Num claro contraste com Musibet, todos esses projetos – alguns deles mostrados em abril passado, durante o Salão do Móvel de Milão, na exposição The Future in the Making, da revista domus – encontravam-se enquadrados por textos claros, concisos e acessíveis, nos quais se notou a grande experiência editorial da equipe de Grima.
Essa é uma exposição que, como poucas, fala sobre um momento no tempo: o futuro próximo. É por isso tão inspiradora como especulativa, tão otimista como incompleta. Falha ao não abordar, por exemplo, as consequências de uma total democratização no acesso dos meios de projeto e produção, e como isso vai afetar o estatuto, e a sobrevivência, dos próprios designers.

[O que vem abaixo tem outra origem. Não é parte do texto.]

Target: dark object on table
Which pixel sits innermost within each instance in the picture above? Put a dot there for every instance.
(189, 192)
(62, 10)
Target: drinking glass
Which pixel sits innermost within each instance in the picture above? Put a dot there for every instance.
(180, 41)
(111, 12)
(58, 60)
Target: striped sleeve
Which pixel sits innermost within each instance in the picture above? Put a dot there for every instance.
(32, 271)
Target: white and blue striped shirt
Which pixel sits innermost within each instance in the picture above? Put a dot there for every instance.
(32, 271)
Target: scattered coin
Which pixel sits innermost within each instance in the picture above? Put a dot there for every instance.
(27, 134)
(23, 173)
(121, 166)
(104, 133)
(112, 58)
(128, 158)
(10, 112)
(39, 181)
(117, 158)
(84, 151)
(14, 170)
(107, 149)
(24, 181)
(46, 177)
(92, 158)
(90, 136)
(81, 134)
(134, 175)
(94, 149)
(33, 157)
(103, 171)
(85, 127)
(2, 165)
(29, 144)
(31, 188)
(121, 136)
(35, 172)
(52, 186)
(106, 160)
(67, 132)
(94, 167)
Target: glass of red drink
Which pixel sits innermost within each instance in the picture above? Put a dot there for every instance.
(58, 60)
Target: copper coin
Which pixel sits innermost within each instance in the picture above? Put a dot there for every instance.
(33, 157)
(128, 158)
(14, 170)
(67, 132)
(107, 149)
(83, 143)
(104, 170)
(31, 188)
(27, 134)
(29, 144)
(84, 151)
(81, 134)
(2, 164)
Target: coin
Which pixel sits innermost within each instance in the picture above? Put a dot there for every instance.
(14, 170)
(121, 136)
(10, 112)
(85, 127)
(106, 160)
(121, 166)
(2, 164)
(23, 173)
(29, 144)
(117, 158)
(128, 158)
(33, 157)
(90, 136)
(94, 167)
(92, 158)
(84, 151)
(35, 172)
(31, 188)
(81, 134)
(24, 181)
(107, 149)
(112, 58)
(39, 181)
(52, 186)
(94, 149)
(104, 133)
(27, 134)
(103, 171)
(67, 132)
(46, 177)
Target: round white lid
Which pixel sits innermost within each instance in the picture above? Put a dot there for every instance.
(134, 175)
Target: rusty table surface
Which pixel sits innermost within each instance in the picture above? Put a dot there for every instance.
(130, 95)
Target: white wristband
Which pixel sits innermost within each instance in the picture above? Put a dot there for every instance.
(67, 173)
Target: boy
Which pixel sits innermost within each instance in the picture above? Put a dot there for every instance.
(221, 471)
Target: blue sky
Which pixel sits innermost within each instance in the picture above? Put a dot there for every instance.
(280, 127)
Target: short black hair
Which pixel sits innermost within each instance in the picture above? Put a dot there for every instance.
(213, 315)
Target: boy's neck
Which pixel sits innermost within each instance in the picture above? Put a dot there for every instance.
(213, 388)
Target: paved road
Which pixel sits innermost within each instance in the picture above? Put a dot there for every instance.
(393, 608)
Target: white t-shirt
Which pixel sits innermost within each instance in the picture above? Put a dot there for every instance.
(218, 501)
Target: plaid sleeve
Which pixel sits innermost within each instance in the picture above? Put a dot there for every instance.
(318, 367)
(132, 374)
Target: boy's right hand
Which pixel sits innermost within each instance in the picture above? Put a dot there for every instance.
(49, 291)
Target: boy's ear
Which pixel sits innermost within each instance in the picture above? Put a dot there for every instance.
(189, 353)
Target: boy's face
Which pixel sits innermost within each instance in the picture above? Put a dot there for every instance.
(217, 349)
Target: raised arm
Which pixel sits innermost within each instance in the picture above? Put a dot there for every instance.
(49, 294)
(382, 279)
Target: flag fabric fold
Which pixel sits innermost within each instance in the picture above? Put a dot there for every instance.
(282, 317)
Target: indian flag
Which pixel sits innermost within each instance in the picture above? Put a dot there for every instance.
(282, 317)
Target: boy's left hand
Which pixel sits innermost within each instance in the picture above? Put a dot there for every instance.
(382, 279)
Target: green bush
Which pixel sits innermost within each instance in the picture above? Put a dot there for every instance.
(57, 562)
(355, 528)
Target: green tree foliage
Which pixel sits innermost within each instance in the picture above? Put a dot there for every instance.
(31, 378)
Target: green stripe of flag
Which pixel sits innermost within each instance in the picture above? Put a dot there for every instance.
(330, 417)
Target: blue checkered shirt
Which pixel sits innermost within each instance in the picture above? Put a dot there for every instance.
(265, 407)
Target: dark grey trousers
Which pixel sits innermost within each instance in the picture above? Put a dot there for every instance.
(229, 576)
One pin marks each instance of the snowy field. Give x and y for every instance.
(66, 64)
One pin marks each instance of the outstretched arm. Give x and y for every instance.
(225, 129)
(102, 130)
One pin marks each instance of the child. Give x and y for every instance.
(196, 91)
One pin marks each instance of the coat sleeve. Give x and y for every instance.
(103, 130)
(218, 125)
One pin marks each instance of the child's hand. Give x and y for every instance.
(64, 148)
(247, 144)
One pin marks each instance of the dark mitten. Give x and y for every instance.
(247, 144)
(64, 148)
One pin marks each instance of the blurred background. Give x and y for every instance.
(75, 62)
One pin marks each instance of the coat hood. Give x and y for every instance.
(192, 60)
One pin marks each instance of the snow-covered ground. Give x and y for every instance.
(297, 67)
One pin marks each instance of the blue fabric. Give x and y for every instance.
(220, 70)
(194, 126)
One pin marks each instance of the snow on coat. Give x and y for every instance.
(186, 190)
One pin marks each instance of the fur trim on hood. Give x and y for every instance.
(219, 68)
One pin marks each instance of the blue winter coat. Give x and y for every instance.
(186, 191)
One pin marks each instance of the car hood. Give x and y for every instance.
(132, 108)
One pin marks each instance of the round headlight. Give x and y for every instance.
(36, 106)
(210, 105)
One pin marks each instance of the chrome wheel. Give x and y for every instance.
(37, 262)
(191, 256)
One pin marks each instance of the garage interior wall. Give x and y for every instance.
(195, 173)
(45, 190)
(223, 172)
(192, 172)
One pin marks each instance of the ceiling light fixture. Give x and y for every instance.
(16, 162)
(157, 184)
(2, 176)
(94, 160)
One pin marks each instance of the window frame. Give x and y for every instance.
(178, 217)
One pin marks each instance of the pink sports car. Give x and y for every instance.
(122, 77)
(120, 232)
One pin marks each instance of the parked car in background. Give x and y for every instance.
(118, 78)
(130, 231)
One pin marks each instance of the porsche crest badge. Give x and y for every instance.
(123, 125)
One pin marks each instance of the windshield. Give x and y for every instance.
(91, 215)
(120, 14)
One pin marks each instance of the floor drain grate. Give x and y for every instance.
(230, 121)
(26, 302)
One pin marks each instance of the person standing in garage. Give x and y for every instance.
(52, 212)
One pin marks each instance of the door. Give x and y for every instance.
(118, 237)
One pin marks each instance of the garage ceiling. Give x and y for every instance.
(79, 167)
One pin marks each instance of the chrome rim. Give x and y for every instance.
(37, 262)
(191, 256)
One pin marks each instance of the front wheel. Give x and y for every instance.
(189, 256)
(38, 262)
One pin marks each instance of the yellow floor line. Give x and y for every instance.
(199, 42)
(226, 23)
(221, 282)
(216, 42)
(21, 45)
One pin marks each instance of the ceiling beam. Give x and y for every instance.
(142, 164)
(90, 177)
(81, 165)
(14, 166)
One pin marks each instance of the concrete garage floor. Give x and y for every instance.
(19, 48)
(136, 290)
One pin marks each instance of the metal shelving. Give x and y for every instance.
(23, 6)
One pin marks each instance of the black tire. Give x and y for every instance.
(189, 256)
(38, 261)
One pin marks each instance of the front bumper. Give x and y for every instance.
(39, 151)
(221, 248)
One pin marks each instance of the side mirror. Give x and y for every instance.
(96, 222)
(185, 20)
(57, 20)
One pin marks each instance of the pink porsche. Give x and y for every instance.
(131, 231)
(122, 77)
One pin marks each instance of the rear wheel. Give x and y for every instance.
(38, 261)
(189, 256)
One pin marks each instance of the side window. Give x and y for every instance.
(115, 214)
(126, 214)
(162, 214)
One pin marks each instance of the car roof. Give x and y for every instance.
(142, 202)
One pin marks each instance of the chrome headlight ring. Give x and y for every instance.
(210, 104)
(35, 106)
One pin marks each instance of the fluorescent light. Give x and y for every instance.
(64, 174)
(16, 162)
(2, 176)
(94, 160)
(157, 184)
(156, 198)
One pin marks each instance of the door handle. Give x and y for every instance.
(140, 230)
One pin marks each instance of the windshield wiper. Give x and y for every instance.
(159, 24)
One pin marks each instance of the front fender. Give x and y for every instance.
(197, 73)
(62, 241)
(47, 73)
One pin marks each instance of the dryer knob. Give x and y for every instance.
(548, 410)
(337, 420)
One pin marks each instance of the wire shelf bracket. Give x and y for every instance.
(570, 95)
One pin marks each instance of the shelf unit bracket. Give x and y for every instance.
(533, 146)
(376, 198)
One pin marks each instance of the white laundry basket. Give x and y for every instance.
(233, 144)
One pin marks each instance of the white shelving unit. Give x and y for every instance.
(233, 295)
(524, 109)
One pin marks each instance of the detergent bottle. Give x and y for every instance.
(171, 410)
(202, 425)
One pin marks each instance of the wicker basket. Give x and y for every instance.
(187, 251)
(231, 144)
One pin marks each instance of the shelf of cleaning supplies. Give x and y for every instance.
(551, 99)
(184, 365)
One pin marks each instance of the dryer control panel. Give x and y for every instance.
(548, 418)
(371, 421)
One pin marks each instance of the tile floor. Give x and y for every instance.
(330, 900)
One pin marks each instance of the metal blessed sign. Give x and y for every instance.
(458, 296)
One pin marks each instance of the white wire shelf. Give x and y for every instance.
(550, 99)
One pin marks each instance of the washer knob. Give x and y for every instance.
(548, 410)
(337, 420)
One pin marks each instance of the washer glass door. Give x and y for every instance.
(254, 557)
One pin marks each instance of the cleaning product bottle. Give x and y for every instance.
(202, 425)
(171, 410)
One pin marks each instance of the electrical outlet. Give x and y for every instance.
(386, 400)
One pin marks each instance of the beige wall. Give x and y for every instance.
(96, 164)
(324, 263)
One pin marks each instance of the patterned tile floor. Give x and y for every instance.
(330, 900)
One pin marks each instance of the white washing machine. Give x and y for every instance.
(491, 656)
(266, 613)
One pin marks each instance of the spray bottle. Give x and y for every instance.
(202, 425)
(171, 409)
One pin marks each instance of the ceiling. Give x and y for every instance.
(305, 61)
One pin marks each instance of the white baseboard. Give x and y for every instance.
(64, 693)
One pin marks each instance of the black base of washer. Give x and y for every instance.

Ignora que essa revolução já aconteceu no design gráfico no fim do século passado, quando o Desktop Publishing transformou qualquer pessoa num designer ao permitir projetar e imprimir coisas a partir de um computador pessoal. Um resultado disso é bem visível nas ruas de Istambul, que poderia hoje ser chamada não a capital de uma nação mundial, mas a capital mundial da Arial. Esse tipo de letra gratuito da Microsoft, cópia barata da Helvetica, substitui-se a outras em ementas, letreiros de lojas ou lápides de monumentos, empobrecendo o que outrora foi uma cidade graficamente mais rica.
Tal como as suas duas exposições nucleares, a Bienal de Design de Istambul está, como a cidade que a promove, longe de ser perfeita. E ainda bem. Terá, esperamos, um longo futuro para continuar a nos ajudar a observar e a questionar o projeto do mundo, a partir de uma das suas grandes capitais.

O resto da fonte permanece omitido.